For the first time they had been codified internationally as an autonomous
coercive measure to promote collective security, not linked to an arbitral sentence.
Convinced on the economic sanctions’ power to dissuade eventual aggressors,
Woodrow Wilson advocated emphatically in their favor and they were previewed in
article 16 of the Covenant of the League of Nations. From 1920 to 1935, economic
sanctions were adopted and distrusted after the League of Nations failure to avoid
the Second World War (WWII). At the dawn of WWII aggressions, the emerging
realist school of international relations denounced the too ‘idealistic’ ideas enclosed
in this organization. Excessive confidence on the power of economic sanctions
were also criticized.
At the close of WWII the planners of the United Nations (UN) had a shared
comprehension that the use of international force must be an important tool of
the new organization. Without the emphasis that could be observed in the League
of Nations Covenant, economic sanctions were then listed in article 41 of the UN
Charter as one of many coercive measures to maintain peace and security. During
the Cold War, the Security Council approved mandatory economic sanctions
against Southern Rhodesia and against South Africa. In both cases, the reason
for imposing sanctions was the condemnation of racial segregation imposed
by white minorities.
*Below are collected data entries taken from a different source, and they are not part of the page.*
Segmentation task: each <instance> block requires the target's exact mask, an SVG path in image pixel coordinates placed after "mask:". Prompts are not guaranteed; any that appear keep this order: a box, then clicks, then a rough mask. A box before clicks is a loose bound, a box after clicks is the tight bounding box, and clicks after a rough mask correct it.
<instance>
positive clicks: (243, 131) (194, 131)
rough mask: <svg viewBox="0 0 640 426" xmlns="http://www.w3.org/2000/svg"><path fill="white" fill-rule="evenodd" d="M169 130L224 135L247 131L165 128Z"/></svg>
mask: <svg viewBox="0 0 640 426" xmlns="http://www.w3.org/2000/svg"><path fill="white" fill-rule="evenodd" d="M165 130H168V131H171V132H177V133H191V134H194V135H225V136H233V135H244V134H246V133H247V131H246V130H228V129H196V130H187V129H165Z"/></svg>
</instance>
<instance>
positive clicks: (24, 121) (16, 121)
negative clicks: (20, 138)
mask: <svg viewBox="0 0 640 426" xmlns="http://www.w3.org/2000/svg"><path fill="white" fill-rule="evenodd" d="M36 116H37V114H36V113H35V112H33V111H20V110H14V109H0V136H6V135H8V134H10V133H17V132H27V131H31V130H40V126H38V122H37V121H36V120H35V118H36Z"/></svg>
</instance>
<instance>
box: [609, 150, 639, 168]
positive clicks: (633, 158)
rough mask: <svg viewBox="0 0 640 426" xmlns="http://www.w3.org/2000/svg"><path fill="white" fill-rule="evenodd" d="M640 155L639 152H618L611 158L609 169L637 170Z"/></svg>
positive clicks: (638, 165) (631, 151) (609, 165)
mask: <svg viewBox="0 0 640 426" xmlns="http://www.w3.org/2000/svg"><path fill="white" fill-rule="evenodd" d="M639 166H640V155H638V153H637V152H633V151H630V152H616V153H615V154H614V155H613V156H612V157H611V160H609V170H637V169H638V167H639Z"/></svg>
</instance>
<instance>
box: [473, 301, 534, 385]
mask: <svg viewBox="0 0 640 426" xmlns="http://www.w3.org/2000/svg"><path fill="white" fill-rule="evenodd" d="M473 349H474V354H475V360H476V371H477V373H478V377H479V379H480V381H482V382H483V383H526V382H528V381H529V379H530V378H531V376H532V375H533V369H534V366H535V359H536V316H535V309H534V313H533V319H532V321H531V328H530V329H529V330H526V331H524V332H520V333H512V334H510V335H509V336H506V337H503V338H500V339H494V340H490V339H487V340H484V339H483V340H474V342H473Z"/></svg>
At those times, the condemnation of racial discrimination
was one of the few subjects that received the support – or at least the absence
of formalized objection – from international actors with veto power within the
Security Council. In the 1990s, economic sanctions were used intensively and this
measure of coercion remains until now one of the most important instruments in
the Security Council´s toolbox to enforce international peace and security.